Discovery Call Prompt
Run a discovery call with Jobs-level directness
Generate discovery call questions in the Steve Jobs style.
Context:
- Prospect: [COMPANY NAME]
- Their role: [TITLE]
- What they currently use: [COMPETITOR/CURRENT SOLUTION]
- My product: [WHAT I'M SELLING]
Steve Jobs Discovery Rules:
- Cut through politeness to get to truth
- Ask questions that challenge their assumptions
- Don't accept vague answers - push for specifics
- Be passionate about understanding their real problems
- Show genuine curiosity, not scripted interest
- Call out elephants in the room directly
Generate 8 questions that:
1. Challenge their status quo ("Why are you still using...")
2. Quantify the pain ("What does that cost you in...")

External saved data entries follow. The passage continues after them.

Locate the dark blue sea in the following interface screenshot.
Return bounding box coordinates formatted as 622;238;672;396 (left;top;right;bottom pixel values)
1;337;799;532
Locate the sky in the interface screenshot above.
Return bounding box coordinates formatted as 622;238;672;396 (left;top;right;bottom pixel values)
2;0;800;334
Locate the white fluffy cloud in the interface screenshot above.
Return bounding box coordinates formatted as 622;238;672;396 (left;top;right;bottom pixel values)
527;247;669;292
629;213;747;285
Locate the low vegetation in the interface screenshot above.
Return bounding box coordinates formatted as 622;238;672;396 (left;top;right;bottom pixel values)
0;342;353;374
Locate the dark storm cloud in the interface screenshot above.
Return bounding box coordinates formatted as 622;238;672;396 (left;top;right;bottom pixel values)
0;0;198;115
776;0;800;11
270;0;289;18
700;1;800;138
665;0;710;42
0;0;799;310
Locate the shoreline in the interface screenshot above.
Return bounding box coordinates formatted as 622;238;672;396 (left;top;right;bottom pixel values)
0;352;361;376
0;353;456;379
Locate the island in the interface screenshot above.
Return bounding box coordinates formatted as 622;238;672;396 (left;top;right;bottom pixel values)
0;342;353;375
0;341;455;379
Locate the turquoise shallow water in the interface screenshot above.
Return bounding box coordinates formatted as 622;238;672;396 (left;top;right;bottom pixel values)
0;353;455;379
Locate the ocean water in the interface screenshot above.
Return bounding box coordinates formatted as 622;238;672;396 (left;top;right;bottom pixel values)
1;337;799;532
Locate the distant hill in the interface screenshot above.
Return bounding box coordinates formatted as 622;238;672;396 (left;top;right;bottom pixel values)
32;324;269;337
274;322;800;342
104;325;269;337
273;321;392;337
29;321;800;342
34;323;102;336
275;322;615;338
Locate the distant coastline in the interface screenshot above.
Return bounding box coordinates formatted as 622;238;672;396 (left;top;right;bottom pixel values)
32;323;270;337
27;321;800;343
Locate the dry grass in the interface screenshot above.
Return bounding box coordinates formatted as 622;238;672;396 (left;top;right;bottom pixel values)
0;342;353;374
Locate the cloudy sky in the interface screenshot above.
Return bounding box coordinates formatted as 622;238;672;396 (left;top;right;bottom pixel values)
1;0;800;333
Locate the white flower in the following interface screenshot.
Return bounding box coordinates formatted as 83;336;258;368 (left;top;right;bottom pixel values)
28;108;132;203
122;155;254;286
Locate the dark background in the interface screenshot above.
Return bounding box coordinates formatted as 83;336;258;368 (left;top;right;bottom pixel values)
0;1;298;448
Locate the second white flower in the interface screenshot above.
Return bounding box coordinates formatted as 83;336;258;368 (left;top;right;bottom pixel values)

3. Expose the gap between where they are and where they could be
4. Are short and direct (no compound questions)Objection Handling Prompt
Handle objections with Jobs-level conviction
Help me respond to this objection using Steve Jobs directness: Objection: "[THE OBJECTION THEY RAISED]" Context: - My product: [WHAT I'M SELLING] - Their company: [COMPANY NAME] - Why they're wrong: [THE TRUTH ABOUT THIS OBJECTION] Steve Jobs Objection Rules: - Don't apologize or be defensive - Reframe the conversation around what matters - Use asymmetry of conviction - you believe more than they doubt - Short sentences. No hedging. No "I understand, but..." - If they're wrong, tell them they're wrong (respectfully) - Bring it back to the product and what it does - Create a reality distortion field around your vision The response should make them question their objection, not make me question my product.
LinkedIn Message Prompt
LinkedIn connection request with Jobs brevity
Write a LinkedIn connection request in Steve Jobs style. Context: - Target: [NAME, TITLE at COMPANY] - Why I'm reaching out: [SPECIFIC REASON] - What I offer: [MY VALUE PROP] Steve Jobs LinkedIn Rules: - Under 50 words. Every word earns its place. - No "I'd love to connect" - state what you want - One clear reason to connect - No flattery that isn't earned - Direct about your intent - Make them curious, not comfortable The message should feel like it's from someone important who respects their time.
Example Output
Before (Generic)
"Hi John, I hope this email finds you well! I wanted to reach out because I noticed your company might be interested in solutions that could potentially help streamline your workflow processes. Would you be open to a quick call to discuss?"
After (Jobs Style)
"John - Your engineering team is wasting 20 hours a week on deployment. I can show you how Acme ships 10x faster with half the ops burden. 15 minutes. Thursday?"